Illustrated by Luke LaMarca
Simon & Schuster, 2010
$16.99, ages 5 and up,40 pages.
How do you keep the sun down on a bright and clear day, especially if it's been tethered to the ground for years?
Well, if it's a sun called, "Ray", an enormous parade balloon, and "today's the day," there isn't much you can do but watch it slip away.
(And if you're like me and enjoy seeing a balloon get free, if only to imagine how far it might go, maybe you smile and blow a bit of air his way.)
Just in time for the Thanksgiving Macy's Day parade comes a sweet, simple story of a trusty old helium balloon that tires of being obedient, takes to the sky and never looks back.
The day Ray got away, the morning sun painted the sky orange-red as balloons gussied themselves up in a warehouse and one fretted about cramped conditions backstage.

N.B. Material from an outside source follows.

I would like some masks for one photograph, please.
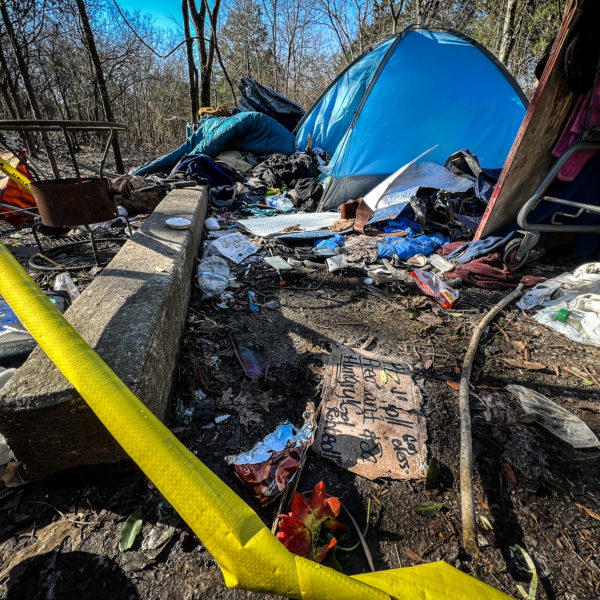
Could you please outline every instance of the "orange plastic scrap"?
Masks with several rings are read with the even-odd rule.
[[[14,167],[28,179],[31,179],[31,175],[29,174],[26,165],[16,156],[5,152],[4,154],[0,154],[0,157],[8,162],[11,167]],[[1,172],[0,175],[2,175]],[[15,209],[32,209],[36,207],[33,196],[8,177],[8,175],[0,177],[0,202],[2,204],[10,204],[11,206],[14,206]],[[32,221],[33,217],[27,213],[11,212],[10,208],[0,206],[0,219],[10,223],[13,227],[18,227],[23,223]]]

The Big Fat Cartoon Cat and the Superheroes watched their tummies swell with helium, as the Moose groused about where to put his antlers, which stuck out from his head like wings.
The new balloon, a zippy little jet plane, was doing what all new recruits do, whirring about the hanger-sized room and jockeying to be first in the parade.
And Ray? Well, he woke with a smile, as he always did, given the huge toothy smile permanently printed on his fabric, and he quietly rose to the ceiling of the warehouse, as air pumped into him from below.
Gazing out the big windows of the warehouse, the patched-up fellow declared, "This is the Day," but was it really? All the other balloons thought Ray was dreaming. After all, he'd never tried to cut loose before.
Still, when it was time to be led out, rope by rope by rope, they all wondered if Ray would break free and every one of them held their breath, though one could say they had no choice but to suck it in. Holding air, after all, is what they do.
Sidewalks flanked by towering buildings were packed with fans and not one of the fans was disappointed with what they saw. Each balloon strutted above the street, holding its position, allowing itself to be led.
The superheroes soared with arms stretched before them or flexed their bulgy arms, the tuxedo-clad cat smirked, and the Moose, despite his gangly antlers, didn't once get hung up on a tower.
But then, everything changed. A shout rang out. Cords began to snap and a handler yelled that Ray was loose. "Try to grab his foot, er, ray!" he shouted so loudly you could see right back to his Adam's apple.
On camera, handlers confided to reporters that they'd heard rumors of a break-out, an uprising was due. Then the parade slowed to a dismal close; it was time to put the rest of the balloons away.
But why, wondered the handlers, was it tougher than ever to pull them in?
Smartly illustrated in a cartoon style, much the way real-life parade balloons are designed, this exhilarating book makes you wish you could float away, just once, and touch the sky.